Cover buku Go Set a Watchman
(Sumber: shopee.co.id)
Judul:
Go Set a Watchman
Penulis:
Harper Lee
Penerbit:
Penerbit Qanita
Penyunting:
Tim Redaksi Qanita
Ilustrator:
Getty Images & iStockphoto
Tahun
terbit: September 2015
Tebal
halaman: 288
Harga:
Rp 74.000
www.sinergispress.com - Novel ini merupakan naskah pertama yang
diajukan oleh Harper Lee yang kemudian hilang. Mungkin jika mendengar nama
penulis Harper Lee, yang pertama kali terlintas di pikiran kita adalah bukunya
yang berjudul To Kill a Mockingbird,
ya novel yang satu itu tak terlepas dari penulisnya maupun karyanya yang satu
ini, Go Set a Watchman. Kalau bisa
menarik garis besar dari buku ini, mungkin akan saya berikan satu kalimat, buku
ini adalah perjalanan Jean Louise untuk mencari jati dirinya.
Cerita diawali dengan kepulangan Jean Louise dari New York ke kampung halamannya di Maycomb County. Dengan niat menghabiskan hari liburnya di sana, mungkin dengan melihat bagaimana keadaan kampung halamannya dan bernostalgia dengan Hank, teman masa kecilnya yang sekarang menjalin kasih dengannya. Siapa sangka beberapa hari menghabiskan liburannya di kampung halaman dapat membuka matanya akan seperti apa ayah dan tempat tinggalnya itu.
Novel ini juga sedikit banyak menceritakan proses Jean Louise menyadari dan menerima dirinya sebagai perempuan.
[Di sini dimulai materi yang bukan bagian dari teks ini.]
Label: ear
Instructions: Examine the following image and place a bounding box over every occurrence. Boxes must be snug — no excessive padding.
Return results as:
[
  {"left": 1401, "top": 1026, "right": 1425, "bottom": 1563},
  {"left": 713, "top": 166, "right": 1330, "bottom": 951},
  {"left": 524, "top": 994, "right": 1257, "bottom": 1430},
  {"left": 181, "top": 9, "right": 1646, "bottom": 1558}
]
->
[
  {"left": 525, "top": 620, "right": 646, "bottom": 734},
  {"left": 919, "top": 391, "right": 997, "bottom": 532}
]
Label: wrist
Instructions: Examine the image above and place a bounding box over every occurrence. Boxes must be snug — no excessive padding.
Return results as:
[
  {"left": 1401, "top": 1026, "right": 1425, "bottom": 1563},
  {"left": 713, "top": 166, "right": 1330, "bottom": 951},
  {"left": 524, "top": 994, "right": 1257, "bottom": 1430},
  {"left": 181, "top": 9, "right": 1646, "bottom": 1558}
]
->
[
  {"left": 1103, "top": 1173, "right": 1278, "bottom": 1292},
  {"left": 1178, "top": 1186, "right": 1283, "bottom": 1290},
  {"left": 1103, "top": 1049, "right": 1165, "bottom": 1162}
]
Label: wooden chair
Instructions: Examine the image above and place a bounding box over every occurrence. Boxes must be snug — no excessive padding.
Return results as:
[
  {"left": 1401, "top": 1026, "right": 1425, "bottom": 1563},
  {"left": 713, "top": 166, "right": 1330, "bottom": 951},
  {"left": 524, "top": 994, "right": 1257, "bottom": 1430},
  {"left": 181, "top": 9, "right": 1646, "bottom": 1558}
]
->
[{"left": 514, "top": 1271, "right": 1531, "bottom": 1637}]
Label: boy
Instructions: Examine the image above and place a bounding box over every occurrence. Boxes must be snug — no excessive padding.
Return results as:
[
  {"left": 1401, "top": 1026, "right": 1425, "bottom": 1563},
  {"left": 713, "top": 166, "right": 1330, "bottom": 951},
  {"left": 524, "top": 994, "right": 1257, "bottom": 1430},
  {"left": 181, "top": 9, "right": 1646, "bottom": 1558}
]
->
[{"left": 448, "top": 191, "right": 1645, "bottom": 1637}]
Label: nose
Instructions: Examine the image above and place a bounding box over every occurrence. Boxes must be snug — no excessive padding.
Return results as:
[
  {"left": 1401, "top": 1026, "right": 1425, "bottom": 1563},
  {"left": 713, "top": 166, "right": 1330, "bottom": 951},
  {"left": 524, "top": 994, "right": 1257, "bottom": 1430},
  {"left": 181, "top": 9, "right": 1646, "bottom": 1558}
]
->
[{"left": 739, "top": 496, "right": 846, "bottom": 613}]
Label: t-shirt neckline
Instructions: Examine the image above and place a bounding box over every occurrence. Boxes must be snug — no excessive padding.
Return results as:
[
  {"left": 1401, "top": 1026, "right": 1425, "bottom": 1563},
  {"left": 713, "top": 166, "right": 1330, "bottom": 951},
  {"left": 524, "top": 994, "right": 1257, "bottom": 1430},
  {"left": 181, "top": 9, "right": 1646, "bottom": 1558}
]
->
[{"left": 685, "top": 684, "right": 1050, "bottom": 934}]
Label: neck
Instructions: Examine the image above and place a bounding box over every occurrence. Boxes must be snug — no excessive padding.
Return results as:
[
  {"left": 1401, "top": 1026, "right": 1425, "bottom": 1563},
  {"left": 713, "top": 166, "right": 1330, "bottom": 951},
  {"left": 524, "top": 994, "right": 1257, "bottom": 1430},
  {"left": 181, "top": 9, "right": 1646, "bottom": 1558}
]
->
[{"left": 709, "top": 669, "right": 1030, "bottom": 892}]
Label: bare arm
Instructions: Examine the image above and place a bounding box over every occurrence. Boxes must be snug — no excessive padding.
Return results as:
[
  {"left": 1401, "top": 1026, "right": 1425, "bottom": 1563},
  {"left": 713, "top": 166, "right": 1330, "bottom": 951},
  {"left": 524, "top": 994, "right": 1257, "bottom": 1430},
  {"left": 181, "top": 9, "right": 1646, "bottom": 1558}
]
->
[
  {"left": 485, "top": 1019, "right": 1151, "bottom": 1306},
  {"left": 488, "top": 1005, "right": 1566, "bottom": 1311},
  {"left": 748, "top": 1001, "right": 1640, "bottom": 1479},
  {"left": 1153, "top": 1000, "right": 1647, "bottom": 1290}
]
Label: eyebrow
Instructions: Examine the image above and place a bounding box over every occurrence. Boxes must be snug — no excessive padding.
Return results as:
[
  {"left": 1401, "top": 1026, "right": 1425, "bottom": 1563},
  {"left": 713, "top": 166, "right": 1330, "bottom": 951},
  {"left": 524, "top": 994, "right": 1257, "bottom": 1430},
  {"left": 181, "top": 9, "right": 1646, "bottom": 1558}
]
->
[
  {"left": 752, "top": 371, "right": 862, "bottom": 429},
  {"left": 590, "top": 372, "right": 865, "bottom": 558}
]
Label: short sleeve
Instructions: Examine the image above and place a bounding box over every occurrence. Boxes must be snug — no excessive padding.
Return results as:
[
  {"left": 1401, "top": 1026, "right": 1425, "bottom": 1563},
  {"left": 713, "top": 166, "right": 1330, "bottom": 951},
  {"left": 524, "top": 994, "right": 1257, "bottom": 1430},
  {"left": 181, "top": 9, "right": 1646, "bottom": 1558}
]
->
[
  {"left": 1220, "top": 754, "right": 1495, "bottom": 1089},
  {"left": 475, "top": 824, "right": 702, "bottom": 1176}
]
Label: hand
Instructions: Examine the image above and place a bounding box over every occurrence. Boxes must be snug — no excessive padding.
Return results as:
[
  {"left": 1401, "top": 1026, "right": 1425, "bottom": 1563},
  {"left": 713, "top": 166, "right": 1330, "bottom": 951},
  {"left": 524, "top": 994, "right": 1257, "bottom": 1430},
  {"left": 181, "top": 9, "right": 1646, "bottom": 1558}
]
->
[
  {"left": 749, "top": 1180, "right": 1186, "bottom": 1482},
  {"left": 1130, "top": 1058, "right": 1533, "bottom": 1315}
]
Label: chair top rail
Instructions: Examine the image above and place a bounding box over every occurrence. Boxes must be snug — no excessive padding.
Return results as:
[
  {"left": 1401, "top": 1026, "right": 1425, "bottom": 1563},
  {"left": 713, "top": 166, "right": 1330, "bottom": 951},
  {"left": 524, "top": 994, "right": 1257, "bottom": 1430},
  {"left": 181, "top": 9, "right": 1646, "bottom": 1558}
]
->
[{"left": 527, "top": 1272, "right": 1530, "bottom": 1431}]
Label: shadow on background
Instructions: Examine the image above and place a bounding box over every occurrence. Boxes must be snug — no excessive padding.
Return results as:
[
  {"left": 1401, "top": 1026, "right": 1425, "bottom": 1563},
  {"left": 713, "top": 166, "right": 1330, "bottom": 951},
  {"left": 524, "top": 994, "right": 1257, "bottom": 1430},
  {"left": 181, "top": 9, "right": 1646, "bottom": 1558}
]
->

Tumbuh bersama ayah dan kakak laki-lakinya Jem, membuat ia tumbuh seperti anak laki-laki,
“Jean Louise tidak pernah sepenuhnya menyadari bahwa dia seorang perempuan: kehidupannya dipenuhi kegiatan yang menguras energi: berkelahi, bermain sepak bola, memanjat pohon, berlomba dengan Jem, dan melawan siapapun yang berusia sebaya dengannya dalam pertandingan yang membutuhkan kekuatan fisik.”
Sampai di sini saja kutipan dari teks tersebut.